Friday, June 22, 2001 | 9:26 a.m.

The Aldrich Ames and Robert Hansen cases have been well publicized. But, as I suspected, there are many others. Sen. Richard Shelby, R-Ala., chairman of the Senate Select Committee on Intelligence, not long ago compared these to a steady and quiet parade.

In an address in Washington, D.C., Shelby quoted a Defense Security Service publication of 1997 that listed more than 120 cases "of espionage-related activities against the United States from 1975 to 1997 -- and those were just the ones that got caught."

Since that time, Shelby said, "we have had the Peter Lee case; the Squillacote and Tromfimoff cases; David Boone, an NSA employee; Douglas Groat, who pled guilty to extortion against the CIA in a plea bargain in which espionage charges were dropped; a conviction of INS official Marano Faget of spying for Cuba; and, of course, the Hansen case."
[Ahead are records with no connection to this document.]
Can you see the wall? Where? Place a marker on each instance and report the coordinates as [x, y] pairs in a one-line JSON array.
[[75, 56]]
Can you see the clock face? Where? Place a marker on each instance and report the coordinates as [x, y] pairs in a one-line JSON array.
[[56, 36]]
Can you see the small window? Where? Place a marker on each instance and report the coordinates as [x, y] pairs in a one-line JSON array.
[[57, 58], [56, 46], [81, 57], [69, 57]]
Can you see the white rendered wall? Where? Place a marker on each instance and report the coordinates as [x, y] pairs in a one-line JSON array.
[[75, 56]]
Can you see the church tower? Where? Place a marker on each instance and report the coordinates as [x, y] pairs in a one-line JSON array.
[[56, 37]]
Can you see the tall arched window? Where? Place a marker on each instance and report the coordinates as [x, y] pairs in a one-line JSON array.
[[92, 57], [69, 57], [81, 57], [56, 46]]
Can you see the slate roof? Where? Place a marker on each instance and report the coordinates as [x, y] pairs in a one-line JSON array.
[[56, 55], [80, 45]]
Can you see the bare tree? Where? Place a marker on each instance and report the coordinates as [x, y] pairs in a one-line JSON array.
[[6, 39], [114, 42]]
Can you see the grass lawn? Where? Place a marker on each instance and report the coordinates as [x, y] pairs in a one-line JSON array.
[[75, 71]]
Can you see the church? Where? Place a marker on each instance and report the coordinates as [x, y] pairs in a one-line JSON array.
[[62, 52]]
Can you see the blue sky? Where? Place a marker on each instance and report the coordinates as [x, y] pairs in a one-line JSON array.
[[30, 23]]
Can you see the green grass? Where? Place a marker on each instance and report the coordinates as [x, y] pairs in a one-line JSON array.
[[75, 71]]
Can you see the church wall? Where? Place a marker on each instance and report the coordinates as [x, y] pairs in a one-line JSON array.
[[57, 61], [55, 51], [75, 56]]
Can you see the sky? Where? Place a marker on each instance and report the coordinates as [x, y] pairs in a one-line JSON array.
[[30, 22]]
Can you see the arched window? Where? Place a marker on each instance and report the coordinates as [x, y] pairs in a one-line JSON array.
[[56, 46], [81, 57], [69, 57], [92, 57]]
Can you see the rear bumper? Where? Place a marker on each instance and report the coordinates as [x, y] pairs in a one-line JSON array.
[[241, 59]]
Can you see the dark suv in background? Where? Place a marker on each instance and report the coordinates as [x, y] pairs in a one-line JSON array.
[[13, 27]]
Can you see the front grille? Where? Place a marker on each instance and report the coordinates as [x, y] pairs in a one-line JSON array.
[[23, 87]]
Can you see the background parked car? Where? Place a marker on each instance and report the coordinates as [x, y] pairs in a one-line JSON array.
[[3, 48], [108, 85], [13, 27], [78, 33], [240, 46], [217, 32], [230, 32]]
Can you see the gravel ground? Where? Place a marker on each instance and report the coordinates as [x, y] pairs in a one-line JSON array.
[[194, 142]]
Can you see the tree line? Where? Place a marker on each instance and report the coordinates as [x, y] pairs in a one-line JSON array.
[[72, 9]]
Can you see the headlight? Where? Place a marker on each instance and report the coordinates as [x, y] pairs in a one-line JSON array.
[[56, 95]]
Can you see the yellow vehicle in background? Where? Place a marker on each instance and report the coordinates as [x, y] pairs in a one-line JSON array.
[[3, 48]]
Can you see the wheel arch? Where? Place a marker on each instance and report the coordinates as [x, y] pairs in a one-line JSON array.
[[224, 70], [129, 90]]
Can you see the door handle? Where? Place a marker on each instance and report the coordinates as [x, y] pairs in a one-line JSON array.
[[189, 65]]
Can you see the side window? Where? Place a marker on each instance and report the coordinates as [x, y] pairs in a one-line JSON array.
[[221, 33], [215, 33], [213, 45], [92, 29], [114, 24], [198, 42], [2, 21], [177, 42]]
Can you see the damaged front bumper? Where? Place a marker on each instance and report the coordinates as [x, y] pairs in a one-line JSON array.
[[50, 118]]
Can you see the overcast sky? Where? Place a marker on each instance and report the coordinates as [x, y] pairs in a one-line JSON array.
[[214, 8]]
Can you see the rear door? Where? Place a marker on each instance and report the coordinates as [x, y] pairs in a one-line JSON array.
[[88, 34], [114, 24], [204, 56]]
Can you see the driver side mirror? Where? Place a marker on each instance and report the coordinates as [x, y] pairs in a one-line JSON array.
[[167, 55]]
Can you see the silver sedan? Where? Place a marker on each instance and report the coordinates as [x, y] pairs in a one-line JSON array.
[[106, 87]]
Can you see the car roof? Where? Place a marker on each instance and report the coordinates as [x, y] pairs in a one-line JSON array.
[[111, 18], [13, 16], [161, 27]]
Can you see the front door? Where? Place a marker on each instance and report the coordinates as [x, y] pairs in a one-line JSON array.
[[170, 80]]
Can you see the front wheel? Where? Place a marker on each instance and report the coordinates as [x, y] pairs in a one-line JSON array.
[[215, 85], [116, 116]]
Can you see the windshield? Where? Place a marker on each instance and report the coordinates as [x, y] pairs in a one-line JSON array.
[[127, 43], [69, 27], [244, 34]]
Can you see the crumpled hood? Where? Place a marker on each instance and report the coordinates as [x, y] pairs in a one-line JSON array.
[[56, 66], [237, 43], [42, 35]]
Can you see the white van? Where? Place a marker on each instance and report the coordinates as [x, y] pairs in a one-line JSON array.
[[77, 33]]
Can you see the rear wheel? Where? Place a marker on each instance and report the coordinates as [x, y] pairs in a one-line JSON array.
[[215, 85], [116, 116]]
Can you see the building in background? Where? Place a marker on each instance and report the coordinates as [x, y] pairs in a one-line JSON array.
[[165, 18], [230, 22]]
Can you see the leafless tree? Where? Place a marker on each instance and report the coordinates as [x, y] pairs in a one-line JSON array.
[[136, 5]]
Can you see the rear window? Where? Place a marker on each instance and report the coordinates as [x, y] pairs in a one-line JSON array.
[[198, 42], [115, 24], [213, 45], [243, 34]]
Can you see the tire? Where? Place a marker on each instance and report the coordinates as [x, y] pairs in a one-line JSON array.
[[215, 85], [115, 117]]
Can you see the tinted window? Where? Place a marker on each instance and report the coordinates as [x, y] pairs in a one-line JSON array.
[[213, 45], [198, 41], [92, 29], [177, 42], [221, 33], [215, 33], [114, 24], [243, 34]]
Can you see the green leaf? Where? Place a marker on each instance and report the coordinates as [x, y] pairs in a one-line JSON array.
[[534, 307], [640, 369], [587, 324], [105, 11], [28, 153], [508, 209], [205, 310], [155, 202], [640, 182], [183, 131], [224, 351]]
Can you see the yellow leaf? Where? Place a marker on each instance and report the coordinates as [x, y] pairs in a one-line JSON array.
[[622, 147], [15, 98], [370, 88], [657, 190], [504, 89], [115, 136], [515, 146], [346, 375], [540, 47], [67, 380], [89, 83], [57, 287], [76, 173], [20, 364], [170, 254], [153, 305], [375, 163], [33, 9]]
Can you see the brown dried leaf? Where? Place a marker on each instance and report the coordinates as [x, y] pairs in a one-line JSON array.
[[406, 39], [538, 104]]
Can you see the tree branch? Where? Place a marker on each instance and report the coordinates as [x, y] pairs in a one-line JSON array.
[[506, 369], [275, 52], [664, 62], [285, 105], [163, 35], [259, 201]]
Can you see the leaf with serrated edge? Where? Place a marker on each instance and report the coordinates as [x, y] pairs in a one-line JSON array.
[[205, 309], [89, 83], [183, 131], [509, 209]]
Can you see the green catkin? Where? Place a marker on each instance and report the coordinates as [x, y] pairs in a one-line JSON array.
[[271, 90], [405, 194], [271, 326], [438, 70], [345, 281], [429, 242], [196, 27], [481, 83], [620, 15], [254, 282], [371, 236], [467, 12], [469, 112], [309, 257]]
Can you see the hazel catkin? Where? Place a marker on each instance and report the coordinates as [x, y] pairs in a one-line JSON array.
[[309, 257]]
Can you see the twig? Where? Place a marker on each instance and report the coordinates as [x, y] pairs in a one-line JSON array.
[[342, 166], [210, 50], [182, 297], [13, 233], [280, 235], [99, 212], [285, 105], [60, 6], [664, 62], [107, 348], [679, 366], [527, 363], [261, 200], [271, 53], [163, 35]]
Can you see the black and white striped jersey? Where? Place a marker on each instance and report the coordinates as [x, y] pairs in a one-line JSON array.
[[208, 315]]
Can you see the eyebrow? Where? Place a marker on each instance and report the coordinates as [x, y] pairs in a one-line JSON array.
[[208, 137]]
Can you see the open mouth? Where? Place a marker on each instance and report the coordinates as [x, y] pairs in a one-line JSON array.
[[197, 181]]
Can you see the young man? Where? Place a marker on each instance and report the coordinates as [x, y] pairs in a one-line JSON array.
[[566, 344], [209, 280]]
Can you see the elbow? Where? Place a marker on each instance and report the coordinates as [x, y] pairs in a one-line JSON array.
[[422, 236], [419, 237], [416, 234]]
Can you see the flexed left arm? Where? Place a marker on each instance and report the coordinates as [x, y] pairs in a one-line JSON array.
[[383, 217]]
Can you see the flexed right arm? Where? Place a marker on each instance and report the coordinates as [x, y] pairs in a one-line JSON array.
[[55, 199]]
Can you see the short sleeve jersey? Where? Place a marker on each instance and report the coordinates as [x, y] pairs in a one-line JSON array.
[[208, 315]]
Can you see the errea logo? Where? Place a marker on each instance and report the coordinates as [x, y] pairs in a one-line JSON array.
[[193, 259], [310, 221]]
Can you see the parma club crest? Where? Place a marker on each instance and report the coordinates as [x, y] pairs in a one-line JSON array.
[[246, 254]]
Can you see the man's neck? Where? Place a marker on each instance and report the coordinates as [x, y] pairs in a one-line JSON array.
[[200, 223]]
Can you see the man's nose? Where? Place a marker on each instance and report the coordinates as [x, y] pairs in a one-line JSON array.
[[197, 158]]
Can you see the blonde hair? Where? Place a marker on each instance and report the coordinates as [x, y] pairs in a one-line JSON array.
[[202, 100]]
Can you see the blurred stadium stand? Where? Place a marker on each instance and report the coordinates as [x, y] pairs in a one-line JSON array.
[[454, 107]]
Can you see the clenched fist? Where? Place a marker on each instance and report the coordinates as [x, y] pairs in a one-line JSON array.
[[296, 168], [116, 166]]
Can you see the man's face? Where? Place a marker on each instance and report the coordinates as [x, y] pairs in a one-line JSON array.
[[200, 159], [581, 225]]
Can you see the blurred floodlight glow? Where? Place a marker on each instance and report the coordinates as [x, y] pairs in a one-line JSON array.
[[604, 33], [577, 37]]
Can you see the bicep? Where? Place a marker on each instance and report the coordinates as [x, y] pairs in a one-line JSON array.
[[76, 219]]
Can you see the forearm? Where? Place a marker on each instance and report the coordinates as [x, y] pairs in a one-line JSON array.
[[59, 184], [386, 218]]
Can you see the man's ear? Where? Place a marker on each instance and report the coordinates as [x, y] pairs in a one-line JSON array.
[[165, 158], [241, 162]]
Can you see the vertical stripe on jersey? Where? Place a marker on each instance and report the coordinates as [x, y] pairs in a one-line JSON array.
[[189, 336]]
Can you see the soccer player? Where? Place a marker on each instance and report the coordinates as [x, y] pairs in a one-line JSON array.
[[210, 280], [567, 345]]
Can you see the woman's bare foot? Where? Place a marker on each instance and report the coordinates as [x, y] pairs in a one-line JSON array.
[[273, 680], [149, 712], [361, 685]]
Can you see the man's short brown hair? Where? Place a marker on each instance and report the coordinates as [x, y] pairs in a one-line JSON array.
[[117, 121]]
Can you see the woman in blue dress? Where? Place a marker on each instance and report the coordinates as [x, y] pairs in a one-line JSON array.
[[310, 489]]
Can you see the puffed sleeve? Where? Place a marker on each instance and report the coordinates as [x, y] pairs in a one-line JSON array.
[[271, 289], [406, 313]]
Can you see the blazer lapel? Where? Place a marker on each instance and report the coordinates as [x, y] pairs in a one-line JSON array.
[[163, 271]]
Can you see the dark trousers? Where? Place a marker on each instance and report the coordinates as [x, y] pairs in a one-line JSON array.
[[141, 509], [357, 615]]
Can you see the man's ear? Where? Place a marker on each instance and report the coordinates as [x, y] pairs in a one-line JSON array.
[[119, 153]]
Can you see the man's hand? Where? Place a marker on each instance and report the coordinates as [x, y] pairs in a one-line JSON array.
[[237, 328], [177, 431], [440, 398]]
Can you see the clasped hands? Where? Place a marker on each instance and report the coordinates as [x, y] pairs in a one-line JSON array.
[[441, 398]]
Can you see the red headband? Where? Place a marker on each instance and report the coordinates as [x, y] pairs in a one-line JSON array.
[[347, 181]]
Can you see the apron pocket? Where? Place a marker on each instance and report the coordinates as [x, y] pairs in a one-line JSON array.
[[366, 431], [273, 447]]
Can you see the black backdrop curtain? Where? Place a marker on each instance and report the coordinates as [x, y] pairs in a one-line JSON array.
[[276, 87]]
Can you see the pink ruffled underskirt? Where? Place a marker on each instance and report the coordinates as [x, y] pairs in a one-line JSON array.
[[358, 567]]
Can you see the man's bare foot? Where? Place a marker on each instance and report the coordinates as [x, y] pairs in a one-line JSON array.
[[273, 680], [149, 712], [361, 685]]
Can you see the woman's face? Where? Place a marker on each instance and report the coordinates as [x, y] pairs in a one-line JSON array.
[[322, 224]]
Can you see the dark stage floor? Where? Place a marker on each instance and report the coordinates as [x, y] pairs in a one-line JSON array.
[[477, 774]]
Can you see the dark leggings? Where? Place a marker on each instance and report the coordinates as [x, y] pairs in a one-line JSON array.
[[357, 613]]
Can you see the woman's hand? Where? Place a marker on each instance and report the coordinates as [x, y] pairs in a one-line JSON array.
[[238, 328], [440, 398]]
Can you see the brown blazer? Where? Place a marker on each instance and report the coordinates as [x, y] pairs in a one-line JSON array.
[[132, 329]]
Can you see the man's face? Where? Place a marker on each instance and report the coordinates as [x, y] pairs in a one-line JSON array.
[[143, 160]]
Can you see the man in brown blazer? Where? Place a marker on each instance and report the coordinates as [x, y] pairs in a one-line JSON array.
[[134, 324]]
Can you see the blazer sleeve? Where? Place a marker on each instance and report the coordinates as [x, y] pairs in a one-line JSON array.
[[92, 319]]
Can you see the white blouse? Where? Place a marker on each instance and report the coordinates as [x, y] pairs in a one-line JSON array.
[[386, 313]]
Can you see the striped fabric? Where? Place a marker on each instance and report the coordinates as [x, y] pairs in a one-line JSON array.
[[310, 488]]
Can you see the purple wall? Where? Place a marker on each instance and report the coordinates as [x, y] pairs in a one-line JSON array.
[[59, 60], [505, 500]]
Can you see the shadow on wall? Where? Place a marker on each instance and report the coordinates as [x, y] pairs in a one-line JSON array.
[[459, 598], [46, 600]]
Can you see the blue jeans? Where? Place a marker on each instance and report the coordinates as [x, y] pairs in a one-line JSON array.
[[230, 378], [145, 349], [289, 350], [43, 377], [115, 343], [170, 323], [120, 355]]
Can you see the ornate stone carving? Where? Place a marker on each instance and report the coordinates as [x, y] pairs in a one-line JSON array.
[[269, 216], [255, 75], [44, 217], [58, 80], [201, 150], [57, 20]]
This does not take into account the controversial trade mission to China during which Loral CEO Bernard Schwartz began the business relationship with the Red Chinese company that resulted in the transfer of critical missile technology to Beijing. In the early summer of 1994 Schwartz had made a "soft-money" contribution to the Democratic National Committee in the amount of $100,000.

I guess if you are big enough, you can get away with treason.